TINA: And it wasn't nice either.
BETH: Are any of my jokes nice?
JULIE: I guess I should call him.
BETH: Like five minutes ago. What are you waiting for?
JULIE: Fine. I'll call him and ask him to come down here dressed like a cowboy at least. He might do that.
BETH: Don't talk around the problem though. He needs to know what he's up against. They ain't like city folk here.
JULIE: (On phone) Hi, Jacob..... I got your letter..... surprised? Oh, yes..... Of course I'm excited about you coming.... what's wrong.... (To girls) He can tell I'm hiding something.
BETH: Tell him. It's for his own good.
JULIE: (To phone) Huh? Yes, I want you to come, it's just that people here are kind of different. No, not like me. Much, much different. They're not quite like the people in the city. They have their own ways of doing things. It's kind of like going to a foreign country.... They're not used to people like.... "we're" used to.
BETH: Get to the point, Julie.
JULIE: People here don't accept strangers too easily. I thought maybe you should... that you could.... I don't know how to say it.
BETH: Say it like it is. That always works for me.

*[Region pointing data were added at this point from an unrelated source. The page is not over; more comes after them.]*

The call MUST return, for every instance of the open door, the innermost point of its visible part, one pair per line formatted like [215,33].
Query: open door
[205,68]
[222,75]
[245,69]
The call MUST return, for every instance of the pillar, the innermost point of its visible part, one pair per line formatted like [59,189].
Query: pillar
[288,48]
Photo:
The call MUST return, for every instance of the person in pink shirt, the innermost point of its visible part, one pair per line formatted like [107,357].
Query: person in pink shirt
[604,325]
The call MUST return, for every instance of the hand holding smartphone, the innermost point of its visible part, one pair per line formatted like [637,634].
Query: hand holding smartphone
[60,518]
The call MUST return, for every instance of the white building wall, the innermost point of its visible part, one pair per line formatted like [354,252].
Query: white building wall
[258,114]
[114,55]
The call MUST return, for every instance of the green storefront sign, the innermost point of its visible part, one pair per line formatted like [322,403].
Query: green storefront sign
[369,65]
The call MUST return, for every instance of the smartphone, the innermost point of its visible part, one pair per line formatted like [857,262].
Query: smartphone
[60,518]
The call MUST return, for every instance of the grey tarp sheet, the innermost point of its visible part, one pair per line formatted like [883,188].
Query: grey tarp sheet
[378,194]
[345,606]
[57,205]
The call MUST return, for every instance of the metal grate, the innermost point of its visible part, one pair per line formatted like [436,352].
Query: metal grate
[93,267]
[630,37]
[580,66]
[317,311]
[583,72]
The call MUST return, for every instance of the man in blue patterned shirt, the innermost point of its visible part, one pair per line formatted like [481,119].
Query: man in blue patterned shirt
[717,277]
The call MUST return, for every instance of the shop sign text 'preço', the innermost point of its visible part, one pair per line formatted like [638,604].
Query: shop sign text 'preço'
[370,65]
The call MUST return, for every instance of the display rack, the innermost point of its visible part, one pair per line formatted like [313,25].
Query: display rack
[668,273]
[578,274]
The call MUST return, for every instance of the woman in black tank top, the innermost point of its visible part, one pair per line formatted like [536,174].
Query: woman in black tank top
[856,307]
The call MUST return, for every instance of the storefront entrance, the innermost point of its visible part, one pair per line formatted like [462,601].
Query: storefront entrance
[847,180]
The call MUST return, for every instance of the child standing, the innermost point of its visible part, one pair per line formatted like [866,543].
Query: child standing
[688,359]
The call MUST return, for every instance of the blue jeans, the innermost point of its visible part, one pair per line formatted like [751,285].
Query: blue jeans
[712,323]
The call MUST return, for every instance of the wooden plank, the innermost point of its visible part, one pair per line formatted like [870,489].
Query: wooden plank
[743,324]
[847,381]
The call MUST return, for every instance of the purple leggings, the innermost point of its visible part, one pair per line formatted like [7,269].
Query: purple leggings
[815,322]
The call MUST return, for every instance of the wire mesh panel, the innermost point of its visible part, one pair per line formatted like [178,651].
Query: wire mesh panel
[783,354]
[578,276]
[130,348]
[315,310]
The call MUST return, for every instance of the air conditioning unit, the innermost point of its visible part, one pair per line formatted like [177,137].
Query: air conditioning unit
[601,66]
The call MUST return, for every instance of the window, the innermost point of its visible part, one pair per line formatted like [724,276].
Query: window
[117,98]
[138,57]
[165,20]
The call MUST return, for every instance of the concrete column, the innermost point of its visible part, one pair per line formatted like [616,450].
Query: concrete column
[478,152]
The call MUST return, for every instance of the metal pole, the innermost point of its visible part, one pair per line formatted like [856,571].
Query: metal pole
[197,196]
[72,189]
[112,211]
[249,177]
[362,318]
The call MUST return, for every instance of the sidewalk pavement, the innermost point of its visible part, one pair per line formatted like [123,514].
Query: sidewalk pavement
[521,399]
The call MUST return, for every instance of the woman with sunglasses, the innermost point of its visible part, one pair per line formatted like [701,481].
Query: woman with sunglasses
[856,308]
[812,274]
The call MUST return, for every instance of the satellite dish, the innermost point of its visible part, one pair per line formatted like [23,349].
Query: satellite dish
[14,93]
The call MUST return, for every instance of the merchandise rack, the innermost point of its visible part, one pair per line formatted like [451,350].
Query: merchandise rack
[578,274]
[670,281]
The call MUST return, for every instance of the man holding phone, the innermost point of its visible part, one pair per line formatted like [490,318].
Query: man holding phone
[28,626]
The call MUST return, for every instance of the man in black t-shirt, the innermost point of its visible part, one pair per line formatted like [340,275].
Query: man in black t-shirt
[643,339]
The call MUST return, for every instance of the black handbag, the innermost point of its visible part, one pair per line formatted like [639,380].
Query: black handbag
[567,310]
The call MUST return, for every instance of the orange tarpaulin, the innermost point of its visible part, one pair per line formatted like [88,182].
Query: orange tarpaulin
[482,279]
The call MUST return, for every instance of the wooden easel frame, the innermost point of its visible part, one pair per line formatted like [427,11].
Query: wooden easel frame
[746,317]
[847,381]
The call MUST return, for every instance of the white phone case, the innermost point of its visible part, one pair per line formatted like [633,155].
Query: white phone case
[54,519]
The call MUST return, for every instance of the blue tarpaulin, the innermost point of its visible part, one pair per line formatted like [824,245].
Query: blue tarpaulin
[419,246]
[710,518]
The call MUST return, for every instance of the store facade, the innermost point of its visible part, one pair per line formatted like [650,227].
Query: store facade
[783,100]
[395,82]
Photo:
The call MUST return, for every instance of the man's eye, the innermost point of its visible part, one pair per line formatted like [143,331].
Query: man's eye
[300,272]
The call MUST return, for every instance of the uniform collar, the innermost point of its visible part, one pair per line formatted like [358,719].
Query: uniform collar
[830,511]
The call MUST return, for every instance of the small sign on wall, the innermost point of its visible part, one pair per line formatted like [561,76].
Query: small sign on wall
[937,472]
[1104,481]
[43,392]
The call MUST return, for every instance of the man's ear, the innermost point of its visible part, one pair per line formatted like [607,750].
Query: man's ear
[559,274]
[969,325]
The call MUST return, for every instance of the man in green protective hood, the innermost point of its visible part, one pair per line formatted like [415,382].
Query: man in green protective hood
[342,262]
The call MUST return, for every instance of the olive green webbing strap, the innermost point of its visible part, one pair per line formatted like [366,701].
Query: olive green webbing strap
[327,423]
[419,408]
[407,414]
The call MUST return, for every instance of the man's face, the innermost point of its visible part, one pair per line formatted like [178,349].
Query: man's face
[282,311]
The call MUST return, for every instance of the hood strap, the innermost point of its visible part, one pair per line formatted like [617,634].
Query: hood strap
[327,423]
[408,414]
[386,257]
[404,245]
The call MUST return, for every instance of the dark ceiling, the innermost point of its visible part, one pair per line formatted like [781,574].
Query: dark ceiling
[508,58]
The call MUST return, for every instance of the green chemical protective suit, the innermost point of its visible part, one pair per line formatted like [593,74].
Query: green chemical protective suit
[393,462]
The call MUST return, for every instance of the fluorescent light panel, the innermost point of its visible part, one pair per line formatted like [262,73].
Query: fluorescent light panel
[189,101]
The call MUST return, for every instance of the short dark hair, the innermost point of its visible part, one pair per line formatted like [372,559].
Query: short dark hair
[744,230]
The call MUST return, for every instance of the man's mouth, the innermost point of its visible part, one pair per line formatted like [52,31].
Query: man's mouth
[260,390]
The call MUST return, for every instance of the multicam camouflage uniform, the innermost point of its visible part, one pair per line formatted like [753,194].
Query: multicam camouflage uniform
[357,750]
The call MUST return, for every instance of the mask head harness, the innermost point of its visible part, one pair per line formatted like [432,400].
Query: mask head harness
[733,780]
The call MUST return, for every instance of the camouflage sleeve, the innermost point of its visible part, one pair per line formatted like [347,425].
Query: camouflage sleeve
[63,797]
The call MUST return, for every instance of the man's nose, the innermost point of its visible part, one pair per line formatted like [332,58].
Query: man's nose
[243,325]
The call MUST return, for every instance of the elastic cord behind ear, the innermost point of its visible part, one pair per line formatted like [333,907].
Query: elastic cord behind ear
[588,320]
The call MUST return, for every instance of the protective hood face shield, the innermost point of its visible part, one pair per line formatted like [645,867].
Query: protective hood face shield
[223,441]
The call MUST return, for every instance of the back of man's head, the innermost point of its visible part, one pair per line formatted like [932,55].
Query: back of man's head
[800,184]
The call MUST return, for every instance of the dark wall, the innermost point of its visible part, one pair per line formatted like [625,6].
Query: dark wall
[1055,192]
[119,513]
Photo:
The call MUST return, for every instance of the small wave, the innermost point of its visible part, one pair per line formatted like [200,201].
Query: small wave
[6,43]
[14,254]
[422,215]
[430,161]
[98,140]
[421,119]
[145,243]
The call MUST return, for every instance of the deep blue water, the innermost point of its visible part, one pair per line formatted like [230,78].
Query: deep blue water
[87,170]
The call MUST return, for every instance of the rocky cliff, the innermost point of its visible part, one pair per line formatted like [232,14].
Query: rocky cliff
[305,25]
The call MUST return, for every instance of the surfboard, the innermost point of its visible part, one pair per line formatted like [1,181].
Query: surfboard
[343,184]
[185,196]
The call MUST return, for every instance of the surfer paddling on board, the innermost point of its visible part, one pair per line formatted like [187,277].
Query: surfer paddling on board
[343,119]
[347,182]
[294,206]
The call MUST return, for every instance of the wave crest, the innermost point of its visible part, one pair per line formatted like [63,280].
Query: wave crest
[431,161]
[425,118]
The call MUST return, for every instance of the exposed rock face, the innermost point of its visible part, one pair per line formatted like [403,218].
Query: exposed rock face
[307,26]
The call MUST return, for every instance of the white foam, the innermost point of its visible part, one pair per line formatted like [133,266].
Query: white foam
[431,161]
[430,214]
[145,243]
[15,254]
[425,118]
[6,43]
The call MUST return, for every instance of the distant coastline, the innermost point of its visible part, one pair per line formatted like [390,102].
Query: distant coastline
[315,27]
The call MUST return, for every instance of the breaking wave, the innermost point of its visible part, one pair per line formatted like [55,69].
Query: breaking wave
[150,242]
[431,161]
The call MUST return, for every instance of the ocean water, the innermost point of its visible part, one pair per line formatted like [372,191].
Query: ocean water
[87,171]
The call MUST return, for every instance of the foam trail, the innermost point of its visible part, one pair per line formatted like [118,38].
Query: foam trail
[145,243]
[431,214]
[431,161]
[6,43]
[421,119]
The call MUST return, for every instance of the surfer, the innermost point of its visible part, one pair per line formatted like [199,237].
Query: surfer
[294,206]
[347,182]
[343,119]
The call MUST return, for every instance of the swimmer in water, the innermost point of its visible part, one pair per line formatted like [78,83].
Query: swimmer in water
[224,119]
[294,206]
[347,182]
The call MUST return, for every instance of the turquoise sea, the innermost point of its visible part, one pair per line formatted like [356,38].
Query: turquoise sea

TINA: That's what you think.
BETH: Hey!
TINA: Gotcha.
JULIE: People here are cowboys, they only seem to like other cowboys... maybe if you dress more like them...
BETH: And act more like them. Tell him to watch some John Wayne movies. Everybody like John Wayne.
TINA: And some Julia Roberts movies. I love Julia Roberts.
BETH: I think you've missed the point here, Tina.
TINA: You were talking about movies weren't you?
BETH: Tina, go sit down before you hurt yourself.
JULIE: Oh, I'm so glad you understand..... Thank you, Jacob.... Good.... That'll do... See you soon... Love you. Bye.